The yesteryear star is still living in his yesteryear. His house is dotted with posters of his old films and he checks YouTube comments – his version of “googling oneself” – under his songs to see if anyone’s commented about him. Andhadhun, in true Sriram Raghavan fashion (writing credits to Raghavan, Arijit Biswas, Pooja Ladha Surti and Yogesh Chandekar) is wicked, beginning to end. Except for one person – Radhika Apte’s Sofie. She’s the only character capable of registering offense. She expresses shock and surprise at some of the things she sees and hears. Even Simi inquiring about her relationship with Akash is alien to her. She is our, the audience’s, stand-in. Everyone else is incapable of feeling anything.

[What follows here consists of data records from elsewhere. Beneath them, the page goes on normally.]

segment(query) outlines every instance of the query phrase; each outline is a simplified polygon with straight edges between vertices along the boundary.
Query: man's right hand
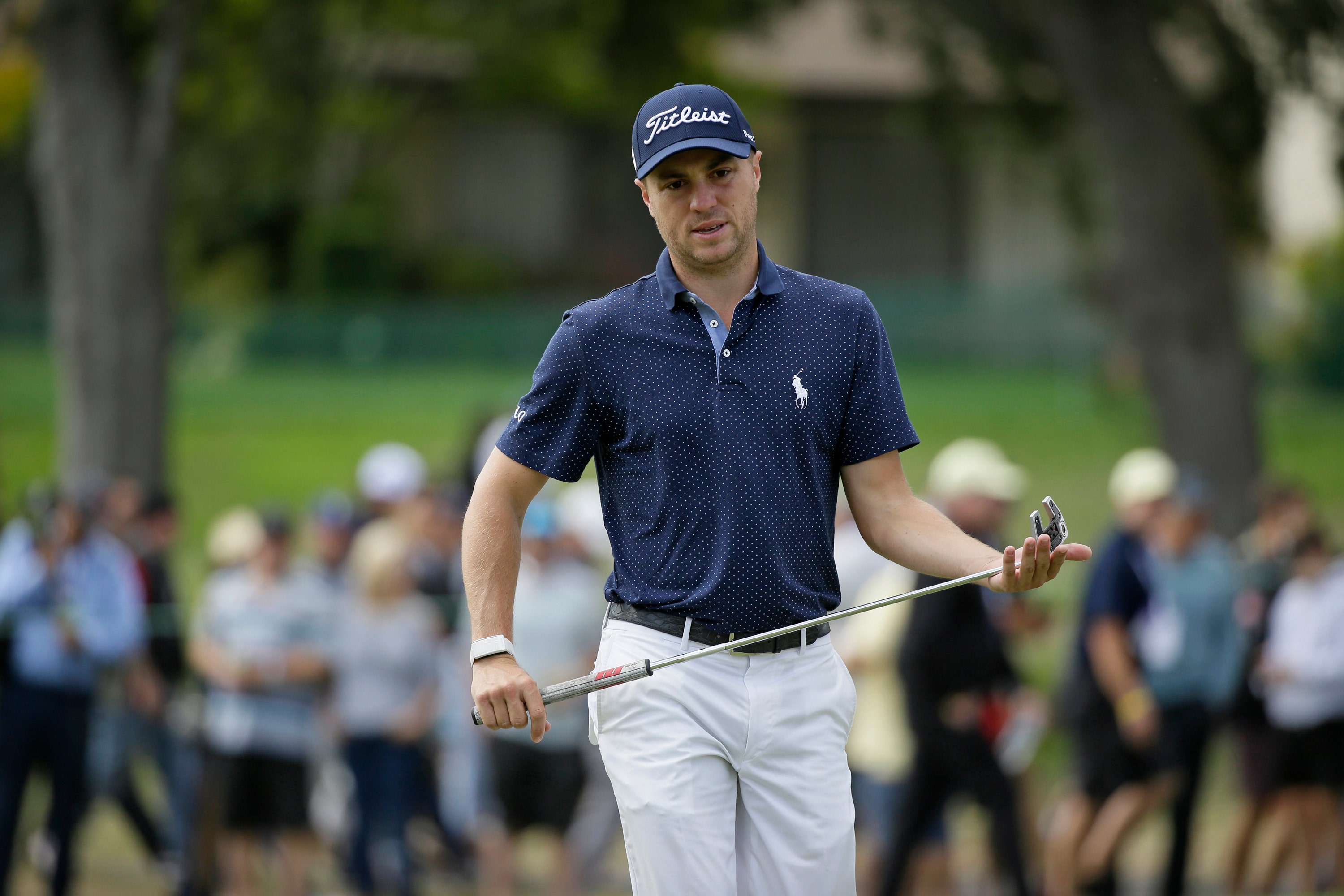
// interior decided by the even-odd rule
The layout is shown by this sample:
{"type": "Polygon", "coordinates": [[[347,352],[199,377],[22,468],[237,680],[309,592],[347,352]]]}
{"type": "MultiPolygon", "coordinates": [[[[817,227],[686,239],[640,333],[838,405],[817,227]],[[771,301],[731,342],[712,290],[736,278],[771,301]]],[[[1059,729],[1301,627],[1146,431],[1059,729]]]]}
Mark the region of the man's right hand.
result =
{"type": "Polygon", "coordinates": [[[528,716],[532,717],[534,743],[540,743],[542,735],[551,729],[540,688],[507,653],[481,657],[472,664],[472,700],[491,731],[527,728],[528,716]]]}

It is also Raghavanesque in familiar ways. In Johnny Gaddaar, we see a fish being seasoned before the beginning of slaughter and deceit, and here, there is a crab on the stove. A decrepit, empty hospital by the railroad (another staple from Johnny Gaddaar) functions as a den for malignant players with malicious intentions. Like Gaddaar, there are references to and footage used from older films. The discernible stains on the yellowing walls of Akash’s house indicate a couple of blindfold related accidents. Akash is a pianist, a self-confessed artist. He is also self-conscious, he thinks if he could focus all his energy on one sense – hearing – he would be better at his art.
Andhadhun is unique in that it also shows you everything. We see some things and wonder, “should we be seeing this? That’s it?” Isn’t this the suspense? Well, it is not so unique either. It is after all Hitchcockian and Andhadhun is nothing if not Hitchcockian. Raghavan shows everything. And then he makes you wait, makes you laugh as we’re taken through the rabbit hole with the situation spiraling out of control. Andhadhun boasts of some other Hitchcock staples too. A murder is committed by pushing someone down from a high-rise. The camera pulls up from a winding staircase as a man climbs to the top of a building with great speed. The shot is beautiful. As does the claustrophobic – more Hitchcock – resolution that follows.
Seeing and hearing is important in Andhadhun. At different points, different characters are capable of only one of the two senses. Akash can see at times and during another time, he can only hear. Simi cannot see and begs Akash to help her around a store room. Sofie wears an eye-mask while having sex with Akash. Akash’s senses during this instance are questionable. A scene of crime becomes a great tool in the hands of Raghavan. He displays remarkable visual flair because there are no lines and only a piano soundtrack. A murder gets erased to the sound of waltz, the act itself performed like an amateur theatre company on their opening day, complete with exits to the left and right of stage. Tabu breaks a leg in this sequence, underperforming like a veteran’s understudy taking to the stage for the first time.
At one point, Akash tells someone in a different context that he is looking for inspiration, not perspiration. But when he is thrust into an elaborate plot devised by schemers, beads of sweat are what he gets. And there isn’t just one schemer. Akash gets caught in a web and the film becomes a series of unhappy coincidences. Unhappy for Akash but filmed with infectious humor for the rest of us. This sort of a genre exercise from Raghavan isn’t a surprise. But the amount of fun and humor quotient in this film is a pleasant shock. Sriram Raghavan gives us both – inspiration and perspiration. It’s difficult to talk about Andhadhun without spoiling it for everybody or without overuse of adjectives. We can say one thing, alluded to from the working title of the film – the piano player doesn’t get shot.